According to Valentine, his pal Ed Leslie (AKA: Brutus Beefcake) whom he worked out with recently, will probably land wherever Hogan does but not being able to bill himself under his former WWF persona is still a sore point with the Hogan protege.
“He’s mad that he can’t use the name “Beefcake” because of Vince McMahon owning the name. That’s hard for him. It’s REAL hard for him. If I couldn’t be Greg Valentine, that would just kill me.”
Vince McMahon pulled Valentine back into tag wrestling by promising him the tag team belts once again if he would tag up with the Honky Tonk Man as Rhythm And Blues. The Elvis inspired team was managed by Jimmy Hart. The title reign never came about and Valentine was signed to wrestle in Japan.
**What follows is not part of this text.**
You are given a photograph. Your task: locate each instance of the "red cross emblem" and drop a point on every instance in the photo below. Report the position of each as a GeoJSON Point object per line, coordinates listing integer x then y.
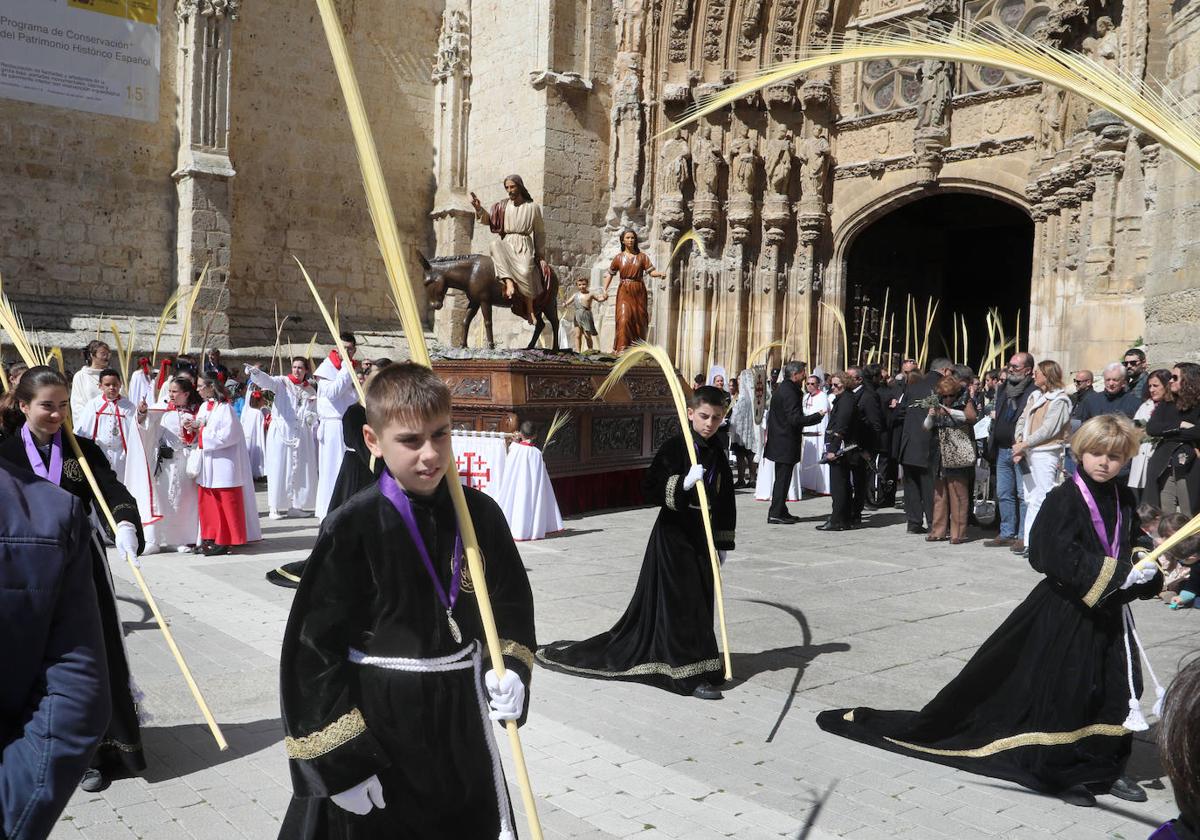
{"type": "Point", "coordinates": [475, 471]}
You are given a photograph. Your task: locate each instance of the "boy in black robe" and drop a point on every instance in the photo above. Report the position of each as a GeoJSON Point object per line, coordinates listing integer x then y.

Unhappy with the situation, he quit and has done spot jobs for WCW and the WWF since. During his brief tenure under the WCW banner, Valentine never saw eye to eye with Vice-President Eric Bischoff. The Hammer predicts that Bischoff’s days are numbered.
“I don’t get along with Eric (Bischoff) and that’s why I’m gone. But, that’s all changing too. He probably won’t even be there much longer. I see Dusty Rhodes and Flair..people like that…taking over. It’s evident that it’s coming around to that,” he said.
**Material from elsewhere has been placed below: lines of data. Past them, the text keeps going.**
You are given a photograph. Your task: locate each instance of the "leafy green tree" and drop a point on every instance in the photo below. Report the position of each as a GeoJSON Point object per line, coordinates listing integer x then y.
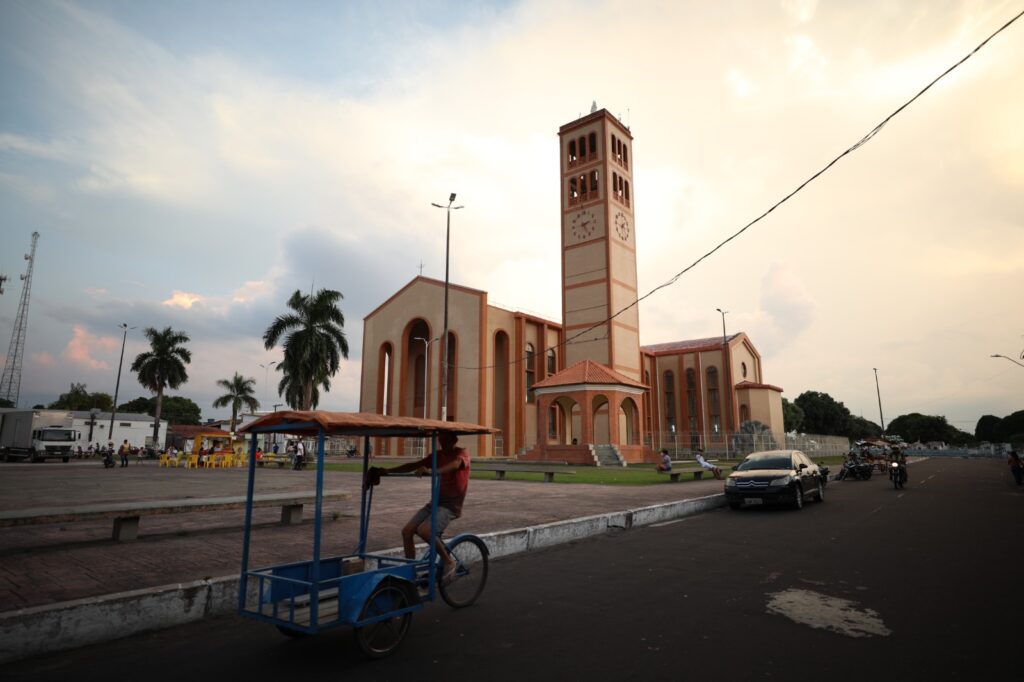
{"type": "Point", "coordinates": [1011, 428]}
{"type": "Point", "coordinates": [822, 414]}
{"type": "Point", "coordinates": [79, 398]}
{"type": "Point", "coordinates": [241, 391]}
{"type": "Point", "coordinates": [987, 427]}
{"type": "Point", "coordinates": [292, 390]}
{"type": "Point", "coordinates": [859, 428]}
{"type": "Point", "coordinates": [163, 366]}
{"type": "Point", "coordinates": [793, 416]}
{"type": "Point", "coordinates": [914, 426]}
{"type": "Point", "coordinates": [140, 406]}
{"type": "Point", "coordinates": [313, 339]}
{"type": "Point", "coordinates": [179, 410]}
Dabbling in real estate ventures (some more lucrative than others) Valentine hopes that when the time comes to hang the tights up for good that he, like his father, can pass down the art of professional wrestling to other young hopefuls and share the wealth of knowledge and skill he has acquired over the years. Till then, Valentine has some sensible advice for anyone pondering a career in the squared circle.
“I would proud to tell someone…Hey, if you want to be a wrestler, go for it because you can make a real good career for yourself. You’ll last longer than you would if you were going to be a football player or punch-drunk like an ex-boxer. You can be a wrestler for a long, long time. Go for it but make sure you have that night job and an education.”